Bei dem Grundstück handelt es sich um das Anwesen der 2011 verstorbenen Konzertsängerin Margarete Grote-Bourry, die unter dem Namen „Nachtigall von Celle“ bekannt war. In ihrem Testament hatte sie verfügt, einen Teil ihrer gut 400 Jahre alten Villa der damals unter chronischer Raumnot leidenden Grundschule Hehlentor, die sich in direkter Nachbarschaft befindet, zur Nutzung zu überlassen. Doch die Stadt lehnte 2013 aus Kostengründen ab. Ihr war der Deal schlicht zu teuer. Noch im Februar desselben Jahres leitete das Neue Rathaus die Änderung des Bebauungsplanes ein, um dort eine Wohnbebauung zu ermöglichen.

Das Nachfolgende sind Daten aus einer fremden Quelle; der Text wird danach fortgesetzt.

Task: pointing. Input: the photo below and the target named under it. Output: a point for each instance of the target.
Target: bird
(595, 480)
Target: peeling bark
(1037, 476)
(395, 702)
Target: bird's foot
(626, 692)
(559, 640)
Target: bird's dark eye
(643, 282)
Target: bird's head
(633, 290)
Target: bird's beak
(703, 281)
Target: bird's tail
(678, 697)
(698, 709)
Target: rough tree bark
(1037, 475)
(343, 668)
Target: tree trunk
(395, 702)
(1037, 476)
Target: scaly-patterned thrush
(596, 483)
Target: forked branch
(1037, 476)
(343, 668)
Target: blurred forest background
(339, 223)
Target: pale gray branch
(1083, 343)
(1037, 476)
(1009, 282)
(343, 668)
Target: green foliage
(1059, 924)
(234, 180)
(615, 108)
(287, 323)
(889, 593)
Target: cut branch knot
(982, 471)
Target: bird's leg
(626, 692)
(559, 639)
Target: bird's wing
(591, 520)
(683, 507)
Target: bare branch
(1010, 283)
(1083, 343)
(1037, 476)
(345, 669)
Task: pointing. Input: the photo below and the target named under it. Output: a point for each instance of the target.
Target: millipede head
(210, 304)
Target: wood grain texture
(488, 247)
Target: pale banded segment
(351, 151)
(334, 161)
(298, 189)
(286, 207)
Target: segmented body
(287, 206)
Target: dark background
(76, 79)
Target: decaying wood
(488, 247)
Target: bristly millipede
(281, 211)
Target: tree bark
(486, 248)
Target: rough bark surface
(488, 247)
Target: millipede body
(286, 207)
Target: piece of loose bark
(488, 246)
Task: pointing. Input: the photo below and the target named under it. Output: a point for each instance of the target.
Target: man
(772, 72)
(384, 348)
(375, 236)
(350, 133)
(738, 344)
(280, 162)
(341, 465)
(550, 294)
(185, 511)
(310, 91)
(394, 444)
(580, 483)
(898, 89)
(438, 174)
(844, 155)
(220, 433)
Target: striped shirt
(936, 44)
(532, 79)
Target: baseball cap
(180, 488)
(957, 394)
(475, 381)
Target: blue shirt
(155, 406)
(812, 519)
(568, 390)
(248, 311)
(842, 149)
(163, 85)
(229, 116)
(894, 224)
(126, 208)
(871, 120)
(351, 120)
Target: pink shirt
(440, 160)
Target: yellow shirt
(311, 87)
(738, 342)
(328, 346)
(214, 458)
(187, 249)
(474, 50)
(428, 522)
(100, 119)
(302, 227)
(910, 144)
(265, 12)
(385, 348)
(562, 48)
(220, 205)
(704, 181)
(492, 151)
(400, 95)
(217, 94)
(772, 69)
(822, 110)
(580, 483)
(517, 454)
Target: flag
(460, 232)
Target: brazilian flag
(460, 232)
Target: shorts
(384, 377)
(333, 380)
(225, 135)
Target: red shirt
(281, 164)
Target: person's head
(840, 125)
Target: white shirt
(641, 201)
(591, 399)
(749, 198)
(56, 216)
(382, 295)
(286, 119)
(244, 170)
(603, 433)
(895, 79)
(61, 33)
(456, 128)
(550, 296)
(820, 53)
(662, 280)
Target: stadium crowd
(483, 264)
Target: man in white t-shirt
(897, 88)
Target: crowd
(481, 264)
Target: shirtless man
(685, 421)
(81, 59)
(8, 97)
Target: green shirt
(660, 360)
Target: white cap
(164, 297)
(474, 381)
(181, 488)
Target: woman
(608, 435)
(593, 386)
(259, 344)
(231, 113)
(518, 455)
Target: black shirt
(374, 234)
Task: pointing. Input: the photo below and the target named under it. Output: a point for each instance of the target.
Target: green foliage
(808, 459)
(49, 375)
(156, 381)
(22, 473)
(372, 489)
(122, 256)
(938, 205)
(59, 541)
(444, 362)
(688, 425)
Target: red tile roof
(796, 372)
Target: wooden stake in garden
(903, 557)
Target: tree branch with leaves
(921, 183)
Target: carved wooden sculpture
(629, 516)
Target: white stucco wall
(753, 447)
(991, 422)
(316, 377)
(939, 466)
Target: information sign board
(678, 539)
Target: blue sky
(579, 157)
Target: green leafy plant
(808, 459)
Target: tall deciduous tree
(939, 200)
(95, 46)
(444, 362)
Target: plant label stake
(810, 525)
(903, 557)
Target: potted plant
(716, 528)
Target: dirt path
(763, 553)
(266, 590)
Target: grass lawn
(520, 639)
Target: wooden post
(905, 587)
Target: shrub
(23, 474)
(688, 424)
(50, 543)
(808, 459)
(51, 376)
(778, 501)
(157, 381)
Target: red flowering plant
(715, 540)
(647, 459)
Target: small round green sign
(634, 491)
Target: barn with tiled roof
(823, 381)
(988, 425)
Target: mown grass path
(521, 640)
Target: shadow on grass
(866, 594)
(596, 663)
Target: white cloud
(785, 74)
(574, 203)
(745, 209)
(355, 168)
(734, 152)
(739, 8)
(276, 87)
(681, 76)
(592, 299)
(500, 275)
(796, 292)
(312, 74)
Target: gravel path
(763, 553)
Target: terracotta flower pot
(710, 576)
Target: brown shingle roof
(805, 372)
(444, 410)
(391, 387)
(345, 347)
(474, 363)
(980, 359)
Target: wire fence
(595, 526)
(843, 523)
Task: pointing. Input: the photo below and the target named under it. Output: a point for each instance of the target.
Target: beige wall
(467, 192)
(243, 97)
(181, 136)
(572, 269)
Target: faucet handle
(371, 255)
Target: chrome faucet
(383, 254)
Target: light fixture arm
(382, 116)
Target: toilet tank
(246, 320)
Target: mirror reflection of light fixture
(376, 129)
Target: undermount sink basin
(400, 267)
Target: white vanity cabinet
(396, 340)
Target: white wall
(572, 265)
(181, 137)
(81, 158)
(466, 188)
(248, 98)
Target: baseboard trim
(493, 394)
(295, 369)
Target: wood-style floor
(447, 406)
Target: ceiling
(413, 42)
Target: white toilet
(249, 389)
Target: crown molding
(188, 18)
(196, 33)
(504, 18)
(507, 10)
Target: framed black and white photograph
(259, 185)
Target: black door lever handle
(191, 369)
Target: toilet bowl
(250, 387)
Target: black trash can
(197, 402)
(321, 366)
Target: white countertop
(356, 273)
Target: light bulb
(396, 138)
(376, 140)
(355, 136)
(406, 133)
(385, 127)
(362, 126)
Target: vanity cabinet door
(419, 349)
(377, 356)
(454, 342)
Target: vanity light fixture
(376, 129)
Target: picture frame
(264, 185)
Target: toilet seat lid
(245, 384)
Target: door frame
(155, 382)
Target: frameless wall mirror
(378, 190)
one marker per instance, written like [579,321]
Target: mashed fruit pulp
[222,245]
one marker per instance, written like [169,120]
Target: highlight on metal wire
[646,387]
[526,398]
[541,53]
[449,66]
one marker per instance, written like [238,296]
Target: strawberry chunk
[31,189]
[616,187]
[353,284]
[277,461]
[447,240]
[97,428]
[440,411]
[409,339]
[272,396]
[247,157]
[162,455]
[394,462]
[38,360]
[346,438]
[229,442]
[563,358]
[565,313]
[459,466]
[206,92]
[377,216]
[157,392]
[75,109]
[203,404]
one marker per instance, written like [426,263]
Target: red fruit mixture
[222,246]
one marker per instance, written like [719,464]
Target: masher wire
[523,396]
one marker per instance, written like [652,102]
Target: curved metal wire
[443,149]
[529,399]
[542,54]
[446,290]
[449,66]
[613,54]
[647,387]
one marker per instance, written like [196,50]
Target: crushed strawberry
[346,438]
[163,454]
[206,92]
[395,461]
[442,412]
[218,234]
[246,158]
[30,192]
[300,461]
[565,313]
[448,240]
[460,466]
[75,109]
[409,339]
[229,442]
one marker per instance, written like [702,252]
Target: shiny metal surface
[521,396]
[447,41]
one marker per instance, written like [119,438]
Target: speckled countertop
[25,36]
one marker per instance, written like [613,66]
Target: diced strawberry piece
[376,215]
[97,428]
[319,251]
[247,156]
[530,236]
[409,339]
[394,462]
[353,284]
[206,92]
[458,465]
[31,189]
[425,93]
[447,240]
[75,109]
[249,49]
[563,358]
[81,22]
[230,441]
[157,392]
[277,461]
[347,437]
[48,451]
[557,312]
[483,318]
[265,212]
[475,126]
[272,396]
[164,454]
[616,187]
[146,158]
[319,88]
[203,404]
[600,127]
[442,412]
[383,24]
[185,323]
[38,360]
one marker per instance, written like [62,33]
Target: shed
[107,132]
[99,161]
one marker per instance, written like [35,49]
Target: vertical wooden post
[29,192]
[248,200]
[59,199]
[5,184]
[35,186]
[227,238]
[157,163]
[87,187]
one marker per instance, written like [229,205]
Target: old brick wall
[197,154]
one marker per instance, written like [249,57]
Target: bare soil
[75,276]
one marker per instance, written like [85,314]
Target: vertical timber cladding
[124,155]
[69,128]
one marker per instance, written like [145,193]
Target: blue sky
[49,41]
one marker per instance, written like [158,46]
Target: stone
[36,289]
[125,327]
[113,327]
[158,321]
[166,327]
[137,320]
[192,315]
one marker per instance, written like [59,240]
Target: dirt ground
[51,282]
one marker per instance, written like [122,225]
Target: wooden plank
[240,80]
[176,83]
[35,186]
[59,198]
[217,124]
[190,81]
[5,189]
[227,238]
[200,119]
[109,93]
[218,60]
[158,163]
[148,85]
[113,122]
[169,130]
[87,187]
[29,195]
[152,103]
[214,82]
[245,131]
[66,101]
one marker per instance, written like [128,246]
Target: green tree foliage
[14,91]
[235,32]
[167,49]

Jetzt nimmt das Projekt konkrete Formen an. Das marode Haus der „Nachtigall“ dürfte dabei voraussichtlich aus dem Stadtbild von Celle verschwinden. In den Unterlagen der Stadt steht zwar noch, dass das Wohnhaus instand gesetzt werden solle, doch in den angefügten Skizzen ist es teilweise überplant. Jürgen Bode-Pröve, Inhaber der gleichnamigen Baugesellschaft: „Eine Renovierung wäre sehr teuer. Wahrscheinlich müssen wir es abreißen. Aber das steht noch nicht endgültig fest.“

Auf dem Anwesen, das auch einen großen ehemaligen Ziergarten beherbergt, sollen die fünf Einfamilienhäuser in Einzel- und Doppelbauweise entstehen, mit maximal zwei Vollgeschossen. Die Gebäude sollen sich in das parkartige Gelände einfügen. Die Erschließung des kleinen Wohnparks soll über den Ausbau des kleinen Privatwegs erfolgen, der sich im Süden des Areals befindet und der zur Kita Kapellenberg und zum südlichen Eingang der Hehlentorschule führt.

Nach Einschätzung des Forstamtes Fuhrberg ist eine Teilfläche von 1500 Quadratmetern als Wald zu beurteilen. Die Ersatzaufforstung soll auf einem Flurstück bei Offen erfolgen.